I sat outside a door with a translucent window with 'Ms. V' lettered in bold gold script.

"This will be going on her permanent record and I would like you to advise her caretaker to take away her video games. If she was a normal girl, I'd suggest taking her phone and computer but the closest analogues are her eyes and her brain and she won't be a successful student without them. Yes, sir. I would appreciate it if you had a very stern conversation with her about this. Yes, sir." There was quiet for a few heartbeats. Then Ms. V spoke in a much quieter voice. "May I speak out of character, sir? Thank you. Sir, when will you be returning home? Your daughter needs human interaction and under the unusual circumstances, for a teenage girl an absent father figure may be why she is acting out." Did Vivian just sass dad? "Yes sir, I-" Inaudible but raised words cut her off. "Yes, sir I understand your job is very important. Yes, sir. I apologize for interrupting the peace summit... Yes, sir... Understood... We miss you, sir."

From the silence, I think he hung up before that. I think Vivian cares deeply for my father. I have the feeling it was just the two of them before I showed up. Our relationship dynamic is... strange. Even though I'm the child, I'm technically older than her. She was made to be a grown up. Daddy made her but he takes care of me, cares for me. Even though he's busy, I take up more of his time and attention than she does. I'm betting a child wasn't something she expected. I have a feeling that she doesn't like me. Though I suppose she doesn't, not like me either.

"Estrellita," I stood and moved to the door. "No. Don't come in. I- I just remembered I have a teachers conference. Come in an hour early on Monday, you can serve your detention then." I turned to go when I heard a hidden motor turn the doorknob and Vivian said through a crack in the door, "Have a nice weekend. Good luck searching for Kira. I hope you find her."

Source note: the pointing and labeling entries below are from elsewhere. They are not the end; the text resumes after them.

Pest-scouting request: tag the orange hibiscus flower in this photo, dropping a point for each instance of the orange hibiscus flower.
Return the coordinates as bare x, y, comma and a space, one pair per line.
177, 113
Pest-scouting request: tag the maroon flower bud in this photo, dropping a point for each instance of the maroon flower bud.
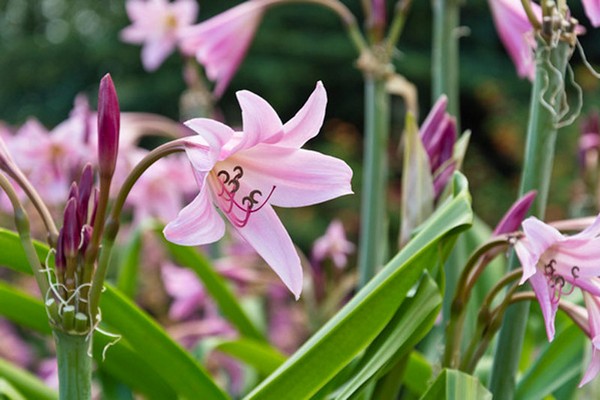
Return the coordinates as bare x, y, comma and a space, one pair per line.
86, 184
59, 259
71, 229
108, 126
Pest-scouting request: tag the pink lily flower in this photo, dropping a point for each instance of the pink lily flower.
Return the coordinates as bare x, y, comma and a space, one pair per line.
555, 264
245, 173
157, 24
592, 304
334, 245
592, 11
221, 42
516, 33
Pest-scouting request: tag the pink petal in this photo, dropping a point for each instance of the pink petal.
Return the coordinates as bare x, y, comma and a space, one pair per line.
204, 150
592, 11
197, 223
593, 308
515, 31
265, 232
300, 177
542, 292
185, 11
308, 120
261, 124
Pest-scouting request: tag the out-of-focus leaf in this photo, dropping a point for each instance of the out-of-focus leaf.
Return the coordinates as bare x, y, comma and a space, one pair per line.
354, 328
411, 323
453, 385
265, 359
129, 264
17, 384
149, 341
559, 363
217, 287
417, 182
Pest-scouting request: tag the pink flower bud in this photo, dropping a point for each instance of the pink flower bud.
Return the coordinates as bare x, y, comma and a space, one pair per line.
108, 126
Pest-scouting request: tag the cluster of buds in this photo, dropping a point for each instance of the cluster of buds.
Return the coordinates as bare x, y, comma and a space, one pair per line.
72, 277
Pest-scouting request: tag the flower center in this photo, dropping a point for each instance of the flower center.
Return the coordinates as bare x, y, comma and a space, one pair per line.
558, 284
238, 211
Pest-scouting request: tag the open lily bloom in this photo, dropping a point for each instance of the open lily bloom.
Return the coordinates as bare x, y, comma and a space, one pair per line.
516, 33
555, 264
246, 173
221, 42
156, 24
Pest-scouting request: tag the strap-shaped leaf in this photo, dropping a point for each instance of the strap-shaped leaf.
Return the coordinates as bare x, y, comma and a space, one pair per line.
351, 331
410, 324
452, 384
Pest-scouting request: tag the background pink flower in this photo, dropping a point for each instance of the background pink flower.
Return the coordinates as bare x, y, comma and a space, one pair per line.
156, 24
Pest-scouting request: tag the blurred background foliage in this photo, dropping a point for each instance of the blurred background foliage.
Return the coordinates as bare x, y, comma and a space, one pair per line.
51, 50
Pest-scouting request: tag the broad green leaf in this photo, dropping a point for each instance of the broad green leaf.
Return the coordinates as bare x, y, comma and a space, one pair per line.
354, 327
122, 362
559, 363
418, 373
417, 182
410, 324
129, 264
264, 358
17, 383
155, 347
149, 341
453, 385
217, 287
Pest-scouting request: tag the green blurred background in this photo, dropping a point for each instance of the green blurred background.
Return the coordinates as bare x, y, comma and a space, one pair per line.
51, 50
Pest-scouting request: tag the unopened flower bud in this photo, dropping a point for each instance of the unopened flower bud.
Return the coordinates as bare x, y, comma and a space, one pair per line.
71, 229
108, 126
86, 184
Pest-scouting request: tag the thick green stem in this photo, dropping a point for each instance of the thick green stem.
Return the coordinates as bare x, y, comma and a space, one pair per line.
74, 365
546, 101
373, 237
445, 69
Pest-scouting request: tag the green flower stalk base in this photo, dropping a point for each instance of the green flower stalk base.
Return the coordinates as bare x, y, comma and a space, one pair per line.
545, 111
74, 365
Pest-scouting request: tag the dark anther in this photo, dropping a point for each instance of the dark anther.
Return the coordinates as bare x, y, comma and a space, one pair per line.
224, 173
549, 268
560, 281
250, 200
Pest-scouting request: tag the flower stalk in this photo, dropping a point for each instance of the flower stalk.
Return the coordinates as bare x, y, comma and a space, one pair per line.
545, 109
74, 365
372, 241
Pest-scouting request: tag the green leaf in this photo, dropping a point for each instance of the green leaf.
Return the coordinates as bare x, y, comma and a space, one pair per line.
256, 354
156, 348
149, 341
129, 264
351, 331
453, 385
418, 373
122, 362
217, 287
409, 325
17, 383
556, 365
417, 182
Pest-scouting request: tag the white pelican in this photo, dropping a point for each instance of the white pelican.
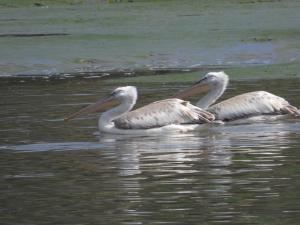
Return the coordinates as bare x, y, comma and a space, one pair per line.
242, 106
169, 114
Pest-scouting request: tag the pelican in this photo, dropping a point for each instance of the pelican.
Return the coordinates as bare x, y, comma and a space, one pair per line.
257, 103
168, 114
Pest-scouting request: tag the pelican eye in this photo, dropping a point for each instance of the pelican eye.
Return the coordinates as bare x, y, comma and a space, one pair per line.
116, 92
201, 80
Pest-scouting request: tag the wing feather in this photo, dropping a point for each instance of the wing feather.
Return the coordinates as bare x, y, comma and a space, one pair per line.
161, 113
247, 105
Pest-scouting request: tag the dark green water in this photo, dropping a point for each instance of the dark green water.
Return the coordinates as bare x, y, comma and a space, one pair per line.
54, 172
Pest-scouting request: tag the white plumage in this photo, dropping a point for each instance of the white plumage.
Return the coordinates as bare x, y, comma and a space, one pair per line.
239, 107
161, 116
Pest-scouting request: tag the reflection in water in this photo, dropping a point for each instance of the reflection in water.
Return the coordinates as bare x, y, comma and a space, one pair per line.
204, 167
246, 173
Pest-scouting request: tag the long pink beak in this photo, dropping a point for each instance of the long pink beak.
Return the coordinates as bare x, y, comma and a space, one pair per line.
93, 108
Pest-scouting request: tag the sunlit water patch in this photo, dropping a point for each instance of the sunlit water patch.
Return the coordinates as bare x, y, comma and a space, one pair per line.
64, 173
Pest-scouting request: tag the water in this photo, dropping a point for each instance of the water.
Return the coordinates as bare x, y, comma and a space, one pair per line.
54, 172
145, 35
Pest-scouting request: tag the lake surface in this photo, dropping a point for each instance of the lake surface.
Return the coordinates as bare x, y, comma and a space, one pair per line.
54, 172
57, 58
145, 35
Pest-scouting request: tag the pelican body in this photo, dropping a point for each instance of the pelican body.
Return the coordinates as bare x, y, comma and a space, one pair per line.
169, 114
242, 106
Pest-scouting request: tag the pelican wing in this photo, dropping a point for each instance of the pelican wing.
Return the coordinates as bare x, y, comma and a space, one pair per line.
161, 113
249, 104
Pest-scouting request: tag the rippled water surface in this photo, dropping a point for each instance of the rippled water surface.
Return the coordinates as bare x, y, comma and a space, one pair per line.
54, 172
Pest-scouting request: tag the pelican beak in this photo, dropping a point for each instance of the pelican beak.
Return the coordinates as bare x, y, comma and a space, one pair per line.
199, 87
93, 108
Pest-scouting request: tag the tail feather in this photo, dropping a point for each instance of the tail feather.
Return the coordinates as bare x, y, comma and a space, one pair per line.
292, 110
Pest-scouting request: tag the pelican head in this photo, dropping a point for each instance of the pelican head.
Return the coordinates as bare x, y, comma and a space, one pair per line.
123, 95
211, 81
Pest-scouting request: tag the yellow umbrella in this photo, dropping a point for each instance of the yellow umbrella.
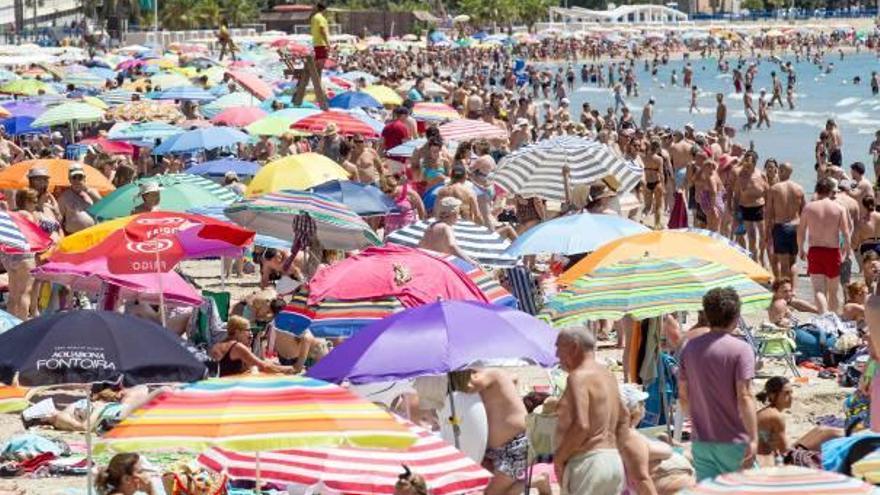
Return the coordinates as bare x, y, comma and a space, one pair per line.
667, 244
384, 95
295, 172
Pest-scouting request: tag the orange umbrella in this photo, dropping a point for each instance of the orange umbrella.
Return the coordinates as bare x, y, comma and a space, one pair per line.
667, 244
15, 177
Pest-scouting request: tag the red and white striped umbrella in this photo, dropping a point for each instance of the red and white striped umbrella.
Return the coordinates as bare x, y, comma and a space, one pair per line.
464, 129
446, 470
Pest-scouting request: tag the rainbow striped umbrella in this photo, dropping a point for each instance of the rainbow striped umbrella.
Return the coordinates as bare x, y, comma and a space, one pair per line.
254, 413
649, 287
272, 214
785, 480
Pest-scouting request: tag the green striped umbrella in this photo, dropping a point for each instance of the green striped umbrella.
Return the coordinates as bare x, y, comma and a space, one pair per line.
178, 192
68, 113
646, 288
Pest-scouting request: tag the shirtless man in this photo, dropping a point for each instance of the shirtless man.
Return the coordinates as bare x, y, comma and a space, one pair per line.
655, 167
369, 167
508, 445
74, 202
825, 225
749, 192
785, 200
460, 189
439, 236
591, 421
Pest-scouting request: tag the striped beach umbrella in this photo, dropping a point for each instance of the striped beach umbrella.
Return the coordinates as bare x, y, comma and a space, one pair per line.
337, 227
645, 288
783, 480
446, 470
481, 244
68, 113
254, 413
465, 129
536, 170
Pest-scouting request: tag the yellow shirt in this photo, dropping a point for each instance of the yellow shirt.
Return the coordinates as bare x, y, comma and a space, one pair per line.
319, 26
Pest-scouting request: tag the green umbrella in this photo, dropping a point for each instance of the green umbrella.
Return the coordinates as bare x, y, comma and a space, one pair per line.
26, 87
178, 192
68, 113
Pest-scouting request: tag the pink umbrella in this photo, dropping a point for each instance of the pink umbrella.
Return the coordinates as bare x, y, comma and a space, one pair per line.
252, 83
239, 116
89, 276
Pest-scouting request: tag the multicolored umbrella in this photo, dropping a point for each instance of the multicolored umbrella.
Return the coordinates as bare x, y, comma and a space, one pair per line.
346, 124
69, 113
337, 227
536, 170
477, 241
666, 244
783, 480
15, 176
253, 413
297, 172
19, 235
646, 287
178, 193
450, 336
238, 116
467, 129
446, 470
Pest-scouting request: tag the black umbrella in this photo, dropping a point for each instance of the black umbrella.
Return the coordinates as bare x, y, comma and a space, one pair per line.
94, 346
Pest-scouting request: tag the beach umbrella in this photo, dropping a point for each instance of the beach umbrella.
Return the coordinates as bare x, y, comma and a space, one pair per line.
20, 235
667, 244
346, 124
15, 176
467, 129
572, 234
384, 94
69, 113
354, 99
451, 336
145, 131
18, 126
434, 112
298, 172
782, 480
363, 199
254, 413
218, 168
178, 193
477, 241
207, 138
25, 87
337, 227
94, 346
94, 274
646, 287
238, 116
332, 318
536, 170
446, 470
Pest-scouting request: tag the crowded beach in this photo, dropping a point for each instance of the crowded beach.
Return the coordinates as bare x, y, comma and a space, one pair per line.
445, 264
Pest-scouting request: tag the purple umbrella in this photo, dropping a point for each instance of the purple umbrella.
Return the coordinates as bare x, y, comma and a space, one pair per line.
438, 338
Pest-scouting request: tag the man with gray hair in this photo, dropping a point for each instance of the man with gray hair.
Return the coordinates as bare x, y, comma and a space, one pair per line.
590, 424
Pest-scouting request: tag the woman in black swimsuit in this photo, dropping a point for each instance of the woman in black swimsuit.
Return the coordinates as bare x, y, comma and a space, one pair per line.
234, 355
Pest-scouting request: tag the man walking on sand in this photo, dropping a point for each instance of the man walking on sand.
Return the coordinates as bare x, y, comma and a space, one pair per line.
825, 225
714, 384
590, 423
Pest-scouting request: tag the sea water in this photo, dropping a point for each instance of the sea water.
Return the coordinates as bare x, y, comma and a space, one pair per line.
793, 133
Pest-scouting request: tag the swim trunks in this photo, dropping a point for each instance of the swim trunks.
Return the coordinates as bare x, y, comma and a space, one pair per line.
752, 213
785, 239
823, 261
511, 459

Each step up the spiral stair is cleansing like I'm leaving the roots of the mountain behind. With each step I take, my eyes drift to the fire pole in the gap of the staircase, far enough from the railing one must jump to reach it. At each story, there's a sticker that said, 'For emergency use only.' Although I considered being late this morning an emergency I didn't use it. It goes straight down all thirteen stories. With no way to slow down, I would have splatted against the concrete floor. Even in an emergency that wouldn't be useful to anyone. I distractedly read those stickers so many times that, before I knew it, I ran out of steps. I stumbled slightly, jarred that I'd passed the floor housing my living quarters. Before me, carved from the living rock of the mountain, was, if someone was generous, a hallway. Ten feet from the final step the cavern narrowed nearly to a point before ending in a wall of rock. Nothing adorned the lonely hallway save a lit panel on the wall and a set of metal rails embedded in the floor. Without thought or hesitation, I slid my finger across the panel and moved to the side. Without the scrape of rock, you wouldn't have known anything had changed. I gripped my fingers along an edge that wasn't there before and pulled. The metal of the tracks whined. I found enough purchase now that I could push the five-foot thick rock door open. When raw, natural sunlight kissed my skin I stopped pushing. I walked out onto my balcony to look past the water at the city where I was born and the multicolored sky behind it.

Sugarloaf, the mountain I call my home, is popular for rock climbers. There are at least eight routes up the shear wall near my balcony. Therefore I am only allowed on the balcony during sunset and sunrise. The natural indent into the rock wall is a common rest spot for climbers. But no climber could make it up here in the morning before I am back through the seamless rock door unless they started in the dark hours before sunrise. For the same reason, no climber would try to make their way down during sunset or they'd be caught hundreds of feet up in the dark. The balcony isn't visible from the summit, the cable car or the Brazilian military's training base below. So even though no one knows I am here this is my only real connection to the outside world.